These artists create rhythms that showcase their respective countries’ rich musical traditions, while using their talents to educate and empower women in all aspects of music creation, production, and collaboration. The members of LADAMA utilized their talents to address gender inequality and unequal representations in the music industry through an Alumni Engagement Innovation Fund (AEIF) grant. For their AEIF project, they created a series of workshops in Brazil, Colombia, and Venezuela that taught music-making, composition, and audio production, providing the tools to empower women and adolescent girls to create original material. Participants tackled questions of gender equality in the regional development of arts, as well as the gender-equity issues women and girls face in their communities. They also held panel discussions and forums with guest speakers in the music industry, with topics ranging from business to “The Arts as a tool for Social Transformation.” Participants finished this program better prepared to create music and utilize multi-media tools to bring their own projects to life. Hundreds of women from underserved communities can now use the latest technology to create art and have the skill set to market and manage the business side of the music industry.

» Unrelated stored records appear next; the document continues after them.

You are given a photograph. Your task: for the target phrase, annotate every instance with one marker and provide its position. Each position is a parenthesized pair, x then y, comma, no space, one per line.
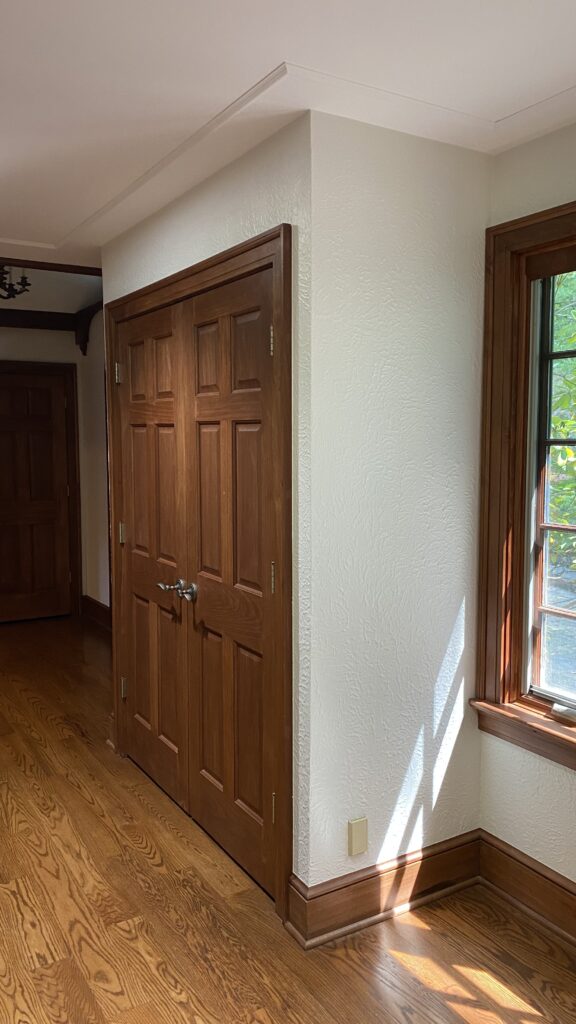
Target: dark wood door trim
(273,249)
(68,372)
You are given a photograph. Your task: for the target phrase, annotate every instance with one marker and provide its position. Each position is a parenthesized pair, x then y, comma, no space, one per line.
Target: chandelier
(9,290)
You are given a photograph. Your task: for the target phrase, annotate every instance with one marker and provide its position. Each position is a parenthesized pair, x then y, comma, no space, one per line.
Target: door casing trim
(272,250)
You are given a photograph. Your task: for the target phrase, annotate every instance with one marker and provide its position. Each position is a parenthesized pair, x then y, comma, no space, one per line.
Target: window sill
(534,730)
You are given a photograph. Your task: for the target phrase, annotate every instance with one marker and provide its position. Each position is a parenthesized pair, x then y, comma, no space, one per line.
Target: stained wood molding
(319,913)
(548,896)
(96,612)
(326,911)
(526,728)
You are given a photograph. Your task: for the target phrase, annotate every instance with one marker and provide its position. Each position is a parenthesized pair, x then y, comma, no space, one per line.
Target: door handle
(188,592)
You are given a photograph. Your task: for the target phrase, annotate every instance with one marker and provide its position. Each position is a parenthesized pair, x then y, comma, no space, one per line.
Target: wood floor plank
(66,996)
(29,926)
(115,908)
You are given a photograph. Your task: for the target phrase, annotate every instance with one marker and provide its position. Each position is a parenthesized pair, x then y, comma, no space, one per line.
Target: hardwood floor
(116,907)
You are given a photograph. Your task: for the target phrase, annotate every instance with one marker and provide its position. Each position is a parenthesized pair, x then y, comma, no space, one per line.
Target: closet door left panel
(151,630)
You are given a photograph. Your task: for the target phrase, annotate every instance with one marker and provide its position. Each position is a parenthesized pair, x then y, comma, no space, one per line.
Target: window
(551,633)
(526,690)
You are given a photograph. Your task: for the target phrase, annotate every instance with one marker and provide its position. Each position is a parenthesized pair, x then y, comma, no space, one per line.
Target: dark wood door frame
(68,372)
(273,249)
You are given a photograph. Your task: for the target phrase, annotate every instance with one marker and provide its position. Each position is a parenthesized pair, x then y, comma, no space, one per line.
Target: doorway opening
(53,491)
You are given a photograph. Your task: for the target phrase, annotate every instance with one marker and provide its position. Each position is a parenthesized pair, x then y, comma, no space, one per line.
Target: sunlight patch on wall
(449,668)
(407,798)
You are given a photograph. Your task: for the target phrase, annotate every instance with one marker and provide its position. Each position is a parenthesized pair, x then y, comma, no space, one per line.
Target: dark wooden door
(35,544)
(152,646)
(200,457)
(233,508)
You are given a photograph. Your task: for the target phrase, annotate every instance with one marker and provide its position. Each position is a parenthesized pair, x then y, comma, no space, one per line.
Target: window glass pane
(560,496)
(560,570)
(564,324)
(558,665)
(563,411)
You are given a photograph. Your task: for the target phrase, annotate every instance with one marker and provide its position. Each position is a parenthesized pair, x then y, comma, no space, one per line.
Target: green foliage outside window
(562,467)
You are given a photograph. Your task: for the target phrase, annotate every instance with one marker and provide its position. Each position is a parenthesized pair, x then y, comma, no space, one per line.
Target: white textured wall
(526,800)
(398,250)
(51,346)
(268,186)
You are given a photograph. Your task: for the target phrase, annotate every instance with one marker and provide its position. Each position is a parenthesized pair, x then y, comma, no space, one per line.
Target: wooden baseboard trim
(94,611)
(329,910)
(526,883)
(320,913)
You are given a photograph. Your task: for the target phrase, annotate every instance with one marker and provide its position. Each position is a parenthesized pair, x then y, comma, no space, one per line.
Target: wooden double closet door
(202,578)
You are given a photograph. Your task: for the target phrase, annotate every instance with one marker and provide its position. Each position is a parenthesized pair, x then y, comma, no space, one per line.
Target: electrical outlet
(358,837)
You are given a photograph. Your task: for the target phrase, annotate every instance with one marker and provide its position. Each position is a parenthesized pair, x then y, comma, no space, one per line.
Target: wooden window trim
(517,253)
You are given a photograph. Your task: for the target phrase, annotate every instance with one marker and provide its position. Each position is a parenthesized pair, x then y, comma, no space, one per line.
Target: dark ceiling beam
(31,264)
(38,320)
(44,320)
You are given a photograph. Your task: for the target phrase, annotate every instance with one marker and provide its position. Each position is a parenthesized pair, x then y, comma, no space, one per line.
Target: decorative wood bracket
(39,320)
(82,330)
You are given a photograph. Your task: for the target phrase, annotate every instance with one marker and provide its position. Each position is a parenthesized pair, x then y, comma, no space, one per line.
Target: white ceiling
(54,291)
(112,110)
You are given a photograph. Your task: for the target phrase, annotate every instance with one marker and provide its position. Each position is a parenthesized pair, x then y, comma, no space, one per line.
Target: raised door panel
(210,499)
(232,674)
(152,658)
(247,526)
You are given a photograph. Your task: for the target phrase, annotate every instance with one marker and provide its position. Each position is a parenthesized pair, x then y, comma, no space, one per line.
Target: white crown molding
(272,102)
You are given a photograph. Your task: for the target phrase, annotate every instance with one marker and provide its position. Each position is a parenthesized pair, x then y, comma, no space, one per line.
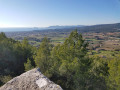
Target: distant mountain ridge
(80,28)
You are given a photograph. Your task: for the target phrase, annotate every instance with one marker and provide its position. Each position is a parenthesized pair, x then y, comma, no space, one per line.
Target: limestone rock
(31,80)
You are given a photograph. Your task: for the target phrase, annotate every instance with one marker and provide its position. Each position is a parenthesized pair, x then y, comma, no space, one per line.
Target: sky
(43,13)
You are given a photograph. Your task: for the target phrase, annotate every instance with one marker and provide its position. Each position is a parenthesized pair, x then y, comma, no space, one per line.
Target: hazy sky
(42,13)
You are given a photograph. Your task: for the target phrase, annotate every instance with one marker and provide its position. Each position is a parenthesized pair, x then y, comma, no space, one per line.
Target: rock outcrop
(31,80)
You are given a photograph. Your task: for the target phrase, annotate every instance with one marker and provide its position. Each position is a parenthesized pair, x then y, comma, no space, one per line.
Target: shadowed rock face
(31,80)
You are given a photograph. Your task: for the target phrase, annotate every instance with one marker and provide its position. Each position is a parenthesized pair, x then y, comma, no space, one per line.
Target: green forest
(68,64)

The women also joined a network of like-minded women ready to support them on their journey, which consisted of 700 participants and 100 teachers spread across three countries. To address the challenge of connecting everyone involved in the project, the alumni team created a website to serve as an online media resource for participants to view and listen to the songs and pieces they had created in their workshops. Not stopping there, the members of LADAMA amplified their reach by performing a series of free concerts for over 5,000 audience members. By sharing their sound, which is rooted in history and used as an artistic tool for empowerment and positive social change, they demonstrated the power of an all-female, collaboration‐based, musical ensemble. Already role models for the thousands of girls they encountered in their home countries, their message is now spreading as they tour and promote their new album.
These women are a testament to the power of music as a platform for cultural diplomacy, empowering women and girls to seek positions as creative leaders, challenge traditional gender roles, and to express their humanity and entrepreneurship by building community through music. LADAMA champions the mission of the OneBeat program, and channel their talents towards fostering cross-cultural understanding and positive social engagement.